What are the critical parameters for optimizing crosslinking experiments with Tim50?

Crosslinking experiments are valuable for studying Tim50's interactions with preproteins and other components of the protein import machinery . Key optimization parameters include:

• Crosslinker Selection:

  • Choose appropriate crosslinking agents based on the distance between interaction partners:

    • Short-range crosslinkers (e.g., DSS, BS3) for tight interactions

    • Longer crosslinkers for more distant interactions

    • Heterobifunctional crosslinkers (e.g., SMCC) when specific chemistry is needed

  • Consider photocrosslinking approaches for capturing transient interactions

• Reaction Conditions:

  • Optimize crosslinker concentration (typically 0.1-2 mM) to maximize specific crosslinking while minimizing non-specific reactions

  • Determine optimal reaction time (usually 15-60 minutes) to capture interactions without excessive non-specific crosslinking

  • Test various pH conditions, as crosslinking efficiency is often pH-dependent

  • Control temperature based on the stability of the interaction (4°C for stable complexes, room temperature for transient ones)

• Sample Preparation:

  • For studying interactions with preproteins, generate translocation intermediates by:

    • Using preproteins with folded domains that block complete translocation

    • Depleting ATP to stall the import process

    • Dissipating the membrane potential to trap preproteins at specific stages

  • For Tim50-Tim23 interactions, use gentle solubilization conditions to preserve the complex

• Detection Methods:

  • Use antibodies against both Tim50 and potential interaction partners

  • For unidentified crosslinking products, employ mass spectrometry techniques

  • Consider radiolabeled preproteins for highly sensitive detection of crosslinked species

How should researchers interpret changes in Tim50 phosphorylation status?

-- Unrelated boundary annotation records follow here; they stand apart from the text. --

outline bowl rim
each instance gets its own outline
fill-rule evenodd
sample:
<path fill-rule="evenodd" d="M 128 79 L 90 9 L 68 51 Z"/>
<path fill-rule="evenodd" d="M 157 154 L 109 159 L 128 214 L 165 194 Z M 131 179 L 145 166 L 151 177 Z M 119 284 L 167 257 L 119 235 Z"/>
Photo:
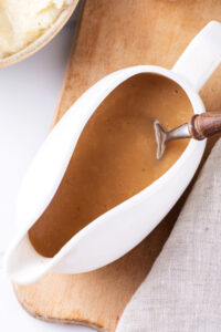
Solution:
<path fill-rule="evenodd" d="M 45 31 L 33 42 L 31 42 L 20 51 L 0 59 L 0 69 L 15 64 L 31 56 L 35 52 L 40 51 L 43 46 L 45 46 L 65 25 L 75 8 L 77 7 L 78 2 L 80 0 L 72 0 L 72 2 L 61 11 L 57 19 L 51 24 L 51 27 L 45 29 Z"/>

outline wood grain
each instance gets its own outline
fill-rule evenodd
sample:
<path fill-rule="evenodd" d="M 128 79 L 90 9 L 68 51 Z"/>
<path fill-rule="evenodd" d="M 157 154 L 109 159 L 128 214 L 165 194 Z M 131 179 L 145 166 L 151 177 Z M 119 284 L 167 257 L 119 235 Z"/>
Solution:
<path fill-rule="evenodd" d="M 135 64 L 171 68 L 190 40 L 212 19 L 221 20 L 219 0 L 87 0 L 53 124 L 87 87 L 115 70 Z M 221 108 L 220 75 L 221 69 L 201 91 L 207 110 Z M 210 141 L 206 156 L 213 143 Z M 168 238 L 187 194 L 152 234 L 124 258 L 94 272 L 52 272 L 35 284 L 14 286 L 20 303 L 42 320 L 114 332 L 125 305 Z"/>
<path fill-rule="evenodd" d="M 221 111 L 194 114 L 188 123 L 188 128 L 191 136 L 199 141 L 220 134 Z"/>

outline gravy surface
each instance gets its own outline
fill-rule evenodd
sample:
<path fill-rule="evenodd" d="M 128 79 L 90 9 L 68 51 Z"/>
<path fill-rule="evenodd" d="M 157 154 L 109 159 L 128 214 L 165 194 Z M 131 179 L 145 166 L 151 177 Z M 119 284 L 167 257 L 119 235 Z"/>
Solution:
<path fill-rule="evenodd" d="M 138 74 L 120 84 L 90 118 L 59 190 L 30 229 L 35 250 L 53 257 L 87 224 L 167 172 L 188 141 L 169 143 L 157 160 L 152 122 L 171 129 L 191 115 L 183 90 L 164 76 Z"/>

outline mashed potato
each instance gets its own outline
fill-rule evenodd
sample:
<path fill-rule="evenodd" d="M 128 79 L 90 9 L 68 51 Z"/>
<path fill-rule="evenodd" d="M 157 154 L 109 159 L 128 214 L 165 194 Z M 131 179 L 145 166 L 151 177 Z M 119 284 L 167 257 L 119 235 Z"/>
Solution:
<path fill-rule="evenodd" d="M 34 41 L 70 2 L 72 0 L 0 0 L 0 58 Z"/>

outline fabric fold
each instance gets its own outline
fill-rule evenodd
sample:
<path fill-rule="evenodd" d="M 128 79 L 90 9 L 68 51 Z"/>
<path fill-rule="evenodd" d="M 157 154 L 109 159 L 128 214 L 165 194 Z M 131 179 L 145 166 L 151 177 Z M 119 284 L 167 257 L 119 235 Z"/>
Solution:
<path fill-rule="evenodd" d="M 117 326 L 117 332 L 190 331 L 221 331 L 221 139 Z"/>

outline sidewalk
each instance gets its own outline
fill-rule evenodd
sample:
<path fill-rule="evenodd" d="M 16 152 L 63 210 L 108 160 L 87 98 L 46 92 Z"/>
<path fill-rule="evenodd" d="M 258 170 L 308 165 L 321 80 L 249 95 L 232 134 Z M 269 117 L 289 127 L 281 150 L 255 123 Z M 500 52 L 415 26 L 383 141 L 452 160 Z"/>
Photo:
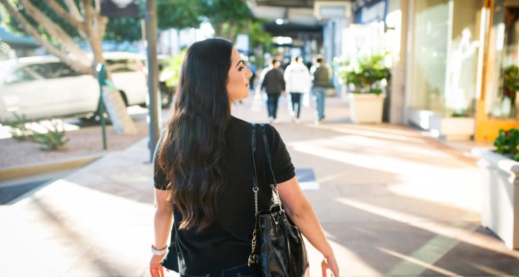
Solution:
<path fill-rule="evenodd" d="M 519 276 L 519 251 L 480 226 L 478 170 L 463 150 L 471 143 L 460 151 L 406 127 L 350 124 L 337 98 L 319 125 L 311 107 L 298 125 L 286 111 L 281 103 L 275 126 L 296 168 L 316 177 L 304 192 L 341 276 Z M 266 118 L 251 99 L 233 113 Z M 149 156 L 144 139 L 0 206 L 0 276 L 149 276 Z M 307 248 L 318 276 L 320 256 Z"/>

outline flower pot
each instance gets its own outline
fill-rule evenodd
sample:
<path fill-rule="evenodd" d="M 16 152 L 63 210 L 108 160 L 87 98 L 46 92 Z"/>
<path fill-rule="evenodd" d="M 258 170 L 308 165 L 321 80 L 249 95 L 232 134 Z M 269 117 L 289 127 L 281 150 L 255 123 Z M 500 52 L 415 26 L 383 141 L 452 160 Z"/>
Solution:
<path fill-rule="evenodd" d="M 354 123 L 382 122 L 385 93 L 349 93 L 349 118 Z"/>
<path fill-rule="evenodd" d="M 481 224 L 519 249 L 519 162 L 489 148 L 476 148 L 482 174 Z"/>

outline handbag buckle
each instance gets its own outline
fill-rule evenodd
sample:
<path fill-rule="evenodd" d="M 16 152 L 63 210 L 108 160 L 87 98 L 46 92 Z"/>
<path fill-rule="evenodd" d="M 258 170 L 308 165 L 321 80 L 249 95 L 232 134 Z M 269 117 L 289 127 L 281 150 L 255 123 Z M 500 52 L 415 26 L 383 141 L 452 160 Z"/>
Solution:
<path fill-rule="evenodd" d="M 247 261 L 247 265 L 249 267 L 252 267 L 253 265 L 257 264 L 257 262 L 258 262 L 257 255 L 255 253 L 253 253 L 248 256 L 248 260 Z"/>

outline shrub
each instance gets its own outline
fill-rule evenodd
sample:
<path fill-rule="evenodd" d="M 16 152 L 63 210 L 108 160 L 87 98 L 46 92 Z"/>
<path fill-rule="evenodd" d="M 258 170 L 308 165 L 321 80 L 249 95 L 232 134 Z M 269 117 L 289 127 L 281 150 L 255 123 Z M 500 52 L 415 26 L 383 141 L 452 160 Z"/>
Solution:
<path fill-rule="evenodd" d="M 494 146 L 497 148 L 495 152 L 508 156 L 516 161 L 519 161 L 518 154 L 518 145 L 519 145 L 519 129 L 510 129 L 499 130 L 499 135 L 494 140 Z"/>

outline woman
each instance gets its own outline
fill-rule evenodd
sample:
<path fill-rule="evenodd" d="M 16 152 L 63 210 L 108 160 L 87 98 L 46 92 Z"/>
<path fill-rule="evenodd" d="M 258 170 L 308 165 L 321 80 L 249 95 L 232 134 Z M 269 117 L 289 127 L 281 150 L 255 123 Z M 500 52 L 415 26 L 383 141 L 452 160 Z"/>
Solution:
<path fill-rule="evenodd" d="M 226 40 L 208 39 L 188 50 L 174 112 L 156 149 L 155 238 L 149 262 L 154 277 L 163 276 L 163 259 L 174 259 L 170 267 L 178 265 L 181 276 L 260 276 L 258 267 L 247 265 L 255 220 L 251 125 L 230 116 L 230 105 L 248 96 L 251 75 Z M 329 269 L 338 276 L 334 252 L 299 188 L 279 133 L 267 125 L 267 137 L 287 215 L 323 253 L 323 272 Z M 260 145 L 255 159 L 259 208 L 266 209 L 272 181 Z M 170 230 L 176 246 L 166 256 Z"/>
<path fill-rule="evenodd" d="M 292 123 L 299 123 L 301 115 L 301 103 L 304 95 L 310 92 L 311 76 L 308 68 L 303 64 L 302 57 L 295 57 L 284 70 L 286 91 L 290 93 L 289 105 Z"/>

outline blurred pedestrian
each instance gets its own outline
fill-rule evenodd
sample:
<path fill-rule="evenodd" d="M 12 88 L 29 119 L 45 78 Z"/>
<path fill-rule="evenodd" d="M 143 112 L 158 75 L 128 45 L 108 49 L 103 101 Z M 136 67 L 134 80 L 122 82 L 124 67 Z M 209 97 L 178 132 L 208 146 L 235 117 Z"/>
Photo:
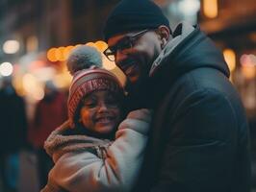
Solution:
<path fill-rule="evenodd" d="M 29 130 L 30 142 L 36 150 L 40 186 L 47 182 L 49 170 L 53 162 L 43 149 L 43 144 L 61 123 L 67 118 L 66 97 L 59 91 L 52 81 L 44 86 L 44 97 L 36 105 L 32 125 Z"/>
<path fill-rule="evenodd" d="M 11 77 L 4 77 L 0 87 L 0 179 L 5 192 L 16 191 L 18 154 L 27 145 L 27 116 L 25 102 L 12 84 Z"/>
<path fill-rule="evenodd" d="M 127 77 L 128 107 L 152 108 L 135 191 L 248 192 L 244 108 L 222 53 L 186 22 L 170 30 L 149 0 L 121 0 L 109 15 L 106 57 Z"/>

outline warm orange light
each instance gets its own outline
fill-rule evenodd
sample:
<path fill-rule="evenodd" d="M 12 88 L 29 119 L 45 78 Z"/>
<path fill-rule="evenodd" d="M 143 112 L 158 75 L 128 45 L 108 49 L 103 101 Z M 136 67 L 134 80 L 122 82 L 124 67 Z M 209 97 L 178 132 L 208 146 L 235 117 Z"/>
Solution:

Tim50 phosphorylation can significantly impact its function, as demonstrated for ScTim50 where phosphorylation reduces protein import capability . When analyzing Tim50 phosphorylation data, researchers should:

• Phosphorylation Site Mapping:

  • Use mass spectrometry to identify specific phosphorylation sites

  • Compare identified sites with known functional domains to predict potential effects

  • Create site-specific phosphomimetic (S/T→D/E) and phospho-null (S/T→A) mutants

• Functional Correlation Analysis:

  • Measure protein import efficiency in relation to phosphorylation status

  • Assess phosphatase activity (if present) in relation to phosphorylation state

  • Evaluate how phosphorylation affects interactions with other TIM23 components

• Regulatory Mechanism Identification:

  • Search for kinases that may phosphorylate Tim50 (currently unknown for fungal, human, and T. brucei Tim50 )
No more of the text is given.